La fourchette est progressivement acceptée en France par les élites aristocratiques et bourgeoises à partir du XVIème siècle. Et si Louis XIV persiste personnellement à manger avec les mains, nombres de courtisans à Versailles délaissent progressivement ces manières de plus en plus considérées comme peu civilisées. Son petit-fils le Duc de Bourgogne en apprend d’ailleurs le maniement dès son plus jeune âge, ce qui provoque un certain agacement de la part du Roi, se voyant quelque peu ridiculisé.
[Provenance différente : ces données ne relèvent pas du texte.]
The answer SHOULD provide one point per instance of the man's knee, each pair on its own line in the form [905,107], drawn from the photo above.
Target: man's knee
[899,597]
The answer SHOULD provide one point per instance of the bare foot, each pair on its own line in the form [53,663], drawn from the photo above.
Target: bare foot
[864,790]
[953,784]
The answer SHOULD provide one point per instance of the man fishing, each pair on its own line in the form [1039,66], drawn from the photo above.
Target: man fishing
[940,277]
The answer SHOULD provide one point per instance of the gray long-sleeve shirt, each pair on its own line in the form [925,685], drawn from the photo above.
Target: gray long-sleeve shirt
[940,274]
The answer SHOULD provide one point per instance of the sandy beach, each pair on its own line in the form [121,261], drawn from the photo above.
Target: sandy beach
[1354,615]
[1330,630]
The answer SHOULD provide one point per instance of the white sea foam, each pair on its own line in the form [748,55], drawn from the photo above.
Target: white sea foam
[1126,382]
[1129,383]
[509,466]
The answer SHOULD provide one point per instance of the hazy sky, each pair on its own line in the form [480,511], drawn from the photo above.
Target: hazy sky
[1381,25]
De religieuse, la résistance à la fourchette devient culturelle en Europe du Nord. Elle y est jugée comme une « affection italienne peu virile et d’une sophistication excessive ». Un homme, un vrai, ne doit pas en utiliser ! Aussi, l’Angleterre, les pays Allemands et Scandinaves en dédaignent globalement l’usage avant la seconde moitié du XVIIIème siècle, même si elle y a été attestée avant. Résiliente, la fourchette finit par vaincre une nouvelle fois les résistances : les Anglais l’adoptent, mais comme il leur est alors souvent commun de déjeuner ou dîner sans nappe sur des tables en bois massif ils la placent les dents vers le haut, et les armoiries sur la face intérieure pour ceux les souhaitant affichées.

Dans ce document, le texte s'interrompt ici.